Edmund Blair Bolles has been emphasizing in many posts of his blog Babel's Dawn the primacy of the linguistic function of directing someone's attention in order to explain the origin of language. In his post "Speech Includes Gesture" he comments on a paper by Simone Pika which compares children's and apes' use of gestures. He argues
"that the really peculiar aspect of speech is the presence of what this blog calls the speech triangle, and what Pika calls triadic form. That is, humans are peculiar in having a speaker, a listener, and an outside topic.
Dyadic gestures—actions used to attract attention to the actor—are common enough among apes, but informative triads among apes in the wild are almost unknown. (The one exception: a free bonobo once was observed probably pointing out human observers hiding in the bushes.) Pika says a little ambiguously, “It is therefore quite puzzling why only human beings comment on outside entities simply to share experiences.” I would put it a little differently. It’s quite puzzling how we came to comment on outside entities when no other animal seems to share the need. Once we can give a solid explanation for that puzzle, we will have come a long way in understanding why humans are different.

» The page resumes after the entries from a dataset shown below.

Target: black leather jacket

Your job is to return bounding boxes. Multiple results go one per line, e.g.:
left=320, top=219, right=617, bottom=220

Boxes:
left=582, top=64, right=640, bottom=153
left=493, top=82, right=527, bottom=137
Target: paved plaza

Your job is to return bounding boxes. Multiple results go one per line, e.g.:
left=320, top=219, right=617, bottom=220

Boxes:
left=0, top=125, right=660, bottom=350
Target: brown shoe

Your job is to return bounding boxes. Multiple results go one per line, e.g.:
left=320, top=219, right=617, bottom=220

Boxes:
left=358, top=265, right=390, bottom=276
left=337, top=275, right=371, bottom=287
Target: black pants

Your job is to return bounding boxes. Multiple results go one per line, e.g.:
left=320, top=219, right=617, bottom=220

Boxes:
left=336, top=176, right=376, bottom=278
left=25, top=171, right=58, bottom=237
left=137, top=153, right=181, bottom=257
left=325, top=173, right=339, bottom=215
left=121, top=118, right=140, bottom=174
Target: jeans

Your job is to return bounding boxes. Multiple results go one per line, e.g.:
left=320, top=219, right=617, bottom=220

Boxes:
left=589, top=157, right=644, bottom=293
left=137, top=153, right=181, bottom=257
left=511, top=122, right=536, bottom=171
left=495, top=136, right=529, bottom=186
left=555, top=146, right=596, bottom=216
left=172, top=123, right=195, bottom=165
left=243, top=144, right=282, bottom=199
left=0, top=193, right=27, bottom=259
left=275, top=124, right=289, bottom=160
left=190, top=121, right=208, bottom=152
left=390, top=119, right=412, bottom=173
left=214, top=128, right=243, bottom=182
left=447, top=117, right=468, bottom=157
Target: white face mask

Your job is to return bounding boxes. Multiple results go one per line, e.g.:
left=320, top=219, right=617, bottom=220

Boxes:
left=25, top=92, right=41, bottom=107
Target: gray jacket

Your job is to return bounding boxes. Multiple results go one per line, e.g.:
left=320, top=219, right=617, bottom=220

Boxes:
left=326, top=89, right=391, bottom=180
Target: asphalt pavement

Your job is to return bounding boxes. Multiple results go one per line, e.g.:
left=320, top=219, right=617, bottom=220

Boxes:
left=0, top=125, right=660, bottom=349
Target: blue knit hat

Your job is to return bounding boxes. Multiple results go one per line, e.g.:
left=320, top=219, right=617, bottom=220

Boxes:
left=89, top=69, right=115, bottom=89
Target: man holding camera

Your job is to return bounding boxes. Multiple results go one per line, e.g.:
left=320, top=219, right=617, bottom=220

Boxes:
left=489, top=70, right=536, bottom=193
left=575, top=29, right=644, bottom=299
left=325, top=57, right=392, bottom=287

Because of the thoroughness of the Pika’s review I feel confident in taking the dyadic/triadic distinction as settled. A human peculiarity is our interest in and attention to neutral topics that have nothing to do with the brute facts of survival."
My commentary:
Quite illuminating. I would like to point out (ahem) that the ability to point outside the situation of dyadic interaction in a "triangular" way, peculiar to humans, has to do with the peculiar specular quality of dyadic communication. That is, if I am interactant A, I can only point out C to interactant B once I can take for granted that B can see what I can see, that is, that B is a subject like myself and constructs a perceptual world much like mine but "mirrored" (in the sense that he recognizes me in the same way). Some philosophical reflections about mutuality, the Other, and reciprocal recognition would seem to stretch their roots back to some neurological mechanism which allows this specularity (and I'm thinking of mirror neurons). In a nutshell: the third in question can only appear in a process of interaction which is mutually reflexive (Ok that sounds redundant, but then reflexivity leads you into infinite regress, unless you bring in some third element into the situation, that is).